The human body has many biological clocks at work whose functioning is coordinated by a master clock in the brain. These clocks trigger hormones that make us sleepy, keep us awake or signal hunger according to circadian rhythms – naturally occurring 24-hour cycles. Scientists have now discovered that muscles have such circadian clocks, the disruption of which can lead to the development of diabetes.
Researchers from the University of Geneva, Switzerland, together with colleagues from the University of Bath, the Université Claude Bernard in Lyon, the University of Surrey, and the Nestlé Institute of Health Sciences, discovered that levels of different types of fats called lipids in muscle cells varied at different times of the day. The team conducted an experiment to test whether muscle circadian clocks regulate these lipid levels.
They asked volunteers to adhere to a daily eating and sleeping routine one week before the experiment, thus synchronising their circadian rhythms. Every four hours, researchers extracted very small samples of thigh muscle tissue and analyse its lipid composition. They found a clear correlation between muscle cells’ lipid composition and the time of day.
However, since combinations of lipids varied substantially from one individual to another, they corroborated the findings with an in-vitro experiment. The team cultivated human muscle cells and artificially synchronised them by using a signal molecule that is normally secreted in the body. They researchers observed a periodic variation in the cells’ lipid composition, similar to what they noticed in human subjects.
When they disrupted the clock by inhibiting the genes responsible for the circadian mechanism, there were very few variations in the lipid levels, which the researchers say, shows the influence of circadian rhythms on lipid production.
The researchers think that the mechanism could help in regulating muscle cells’ sensitivity to insulin. Lipids make up a large part of cell membranes and influence the ability of molecules like insulin to travel into and out of muscle cells.
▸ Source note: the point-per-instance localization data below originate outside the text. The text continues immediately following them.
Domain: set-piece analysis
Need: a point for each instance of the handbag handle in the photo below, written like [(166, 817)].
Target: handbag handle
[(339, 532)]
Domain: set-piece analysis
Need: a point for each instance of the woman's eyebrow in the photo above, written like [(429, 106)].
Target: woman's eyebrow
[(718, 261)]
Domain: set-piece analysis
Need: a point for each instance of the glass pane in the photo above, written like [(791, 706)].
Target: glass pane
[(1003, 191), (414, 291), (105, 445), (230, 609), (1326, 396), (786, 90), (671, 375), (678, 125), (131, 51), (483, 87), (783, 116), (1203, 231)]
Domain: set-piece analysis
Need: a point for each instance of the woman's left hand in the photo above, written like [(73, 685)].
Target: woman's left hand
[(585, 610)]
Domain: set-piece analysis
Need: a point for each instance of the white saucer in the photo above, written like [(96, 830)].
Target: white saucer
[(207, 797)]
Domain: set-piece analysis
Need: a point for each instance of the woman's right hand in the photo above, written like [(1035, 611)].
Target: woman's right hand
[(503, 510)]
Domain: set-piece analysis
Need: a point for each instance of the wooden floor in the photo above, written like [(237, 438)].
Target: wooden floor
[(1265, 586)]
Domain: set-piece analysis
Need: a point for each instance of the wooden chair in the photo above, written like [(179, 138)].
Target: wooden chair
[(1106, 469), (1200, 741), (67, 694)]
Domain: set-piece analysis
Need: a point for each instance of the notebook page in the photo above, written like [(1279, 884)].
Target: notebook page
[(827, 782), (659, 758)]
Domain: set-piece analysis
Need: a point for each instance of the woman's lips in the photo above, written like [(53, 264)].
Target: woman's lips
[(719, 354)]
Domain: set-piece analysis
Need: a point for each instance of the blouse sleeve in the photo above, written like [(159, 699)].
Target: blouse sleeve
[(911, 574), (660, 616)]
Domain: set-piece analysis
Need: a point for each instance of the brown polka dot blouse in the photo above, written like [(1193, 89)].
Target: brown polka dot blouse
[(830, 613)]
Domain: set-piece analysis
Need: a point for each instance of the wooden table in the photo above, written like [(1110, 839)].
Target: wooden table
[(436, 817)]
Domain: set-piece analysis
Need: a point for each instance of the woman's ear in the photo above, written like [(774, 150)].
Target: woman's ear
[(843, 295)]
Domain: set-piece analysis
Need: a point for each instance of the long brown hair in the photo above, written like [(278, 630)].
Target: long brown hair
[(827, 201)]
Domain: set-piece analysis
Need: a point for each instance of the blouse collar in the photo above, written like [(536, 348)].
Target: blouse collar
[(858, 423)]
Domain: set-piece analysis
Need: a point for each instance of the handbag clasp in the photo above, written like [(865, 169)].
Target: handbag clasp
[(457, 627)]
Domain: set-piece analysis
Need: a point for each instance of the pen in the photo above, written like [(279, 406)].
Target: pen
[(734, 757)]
Changes in a cell’s lipid composition could change the muscle’s sensitivity to insulin and its ability to take in blood sugar.
Low sensitivity of muscle to insulin leads to insulin resistance, which causes type 2 diabetes. The researchers will now have to conduct experiments to see if there is indeed this link between circadian mechanisms and type 2 diabetes via lipid metabolism. If such a link is established it could also lead to new therapies for diabetes. The study was published in the journal Proceedings of the National Academy of Sciences.